Selon les auteurs, cette réduction de mortalité pourrait être associée à une meilleure "qualité" de la muqueuse (ratio villi/cryptes plus haut), et plus forte activité des disaccharidases au sevrage. Ces conclusions restent à confirmer. Les auteurs concluent également sur les recommandations en fibres pour le lapin en croissance, et tentent une comparaison un peu hasardeuse entres les recommandations de l'INRA et celles de l'université de Madrid. Néanmoins, les critères utilisés sont différents entre ces 2 "équipes". Actuellement, les recommandations de l'INRA (suites aux études du GEC) se base sur un équilibre d'apport entre l'ADF (peu digeste) et les fibres digestibles "FD" (calculées par la somme des hémicelluloses et des pectines insolubles), et n'utilise pas le critère fibres solubles calculé par différence entre TDF et NDF (trop peu fiable pour le moment).

 

CONCLUSIONS
 

 

En conclusion, quelques études ont contribué à améliorer nos connaissances sur la biocénose caecale et son activité.

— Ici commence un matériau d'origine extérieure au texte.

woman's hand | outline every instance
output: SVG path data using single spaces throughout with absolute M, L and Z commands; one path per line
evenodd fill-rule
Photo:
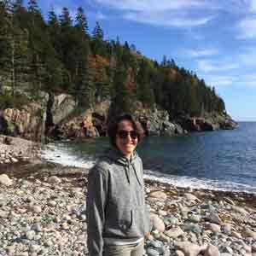
M 150 238 L 150 232 L 145 233 L 144 237 L 145 237 L 146 240 L 149 239 Z

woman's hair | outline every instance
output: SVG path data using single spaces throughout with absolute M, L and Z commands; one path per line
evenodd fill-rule
M 122 113 L 108 123 L 108 134 L 109 137 L 109 143 L 113 147 L 116 147 L 115 141 L 116 135 L 118 133 L 119 124 L 125 120 L 131 123 L 134 131 L 136 131 L 137 133 L 138 143 L 140 143 L 144 137 L 144 131 L 140 124 L 136 122 L 130 113 Z

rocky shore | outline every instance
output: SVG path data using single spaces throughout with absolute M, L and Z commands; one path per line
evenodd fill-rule
M 0 165 L 0 255 L 88 255 L 87 174 L 48 162 Z M 154 230 L 144 255 L 256 255 L 256 195 L 145 187 Z
M 42 148 L 42 144 L 32 141 L 0 135 L 0 165 L 40 158 Z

Il en va de même pour la synthèse sur les fibres solubles. Cependant il y a encore n écessité de poursuivre les investigations, avant de proposer de nouveaux critères de formulation basés sur les fibres rapidement fermentescibles (ou "solubles")

En revanche, les études portant sur l'impact de divers nutriments et/ou additifs sur la physiologie sont souvent assez peu originales, et quelque peu décevantes du point de vue de leur future application en cuniculture.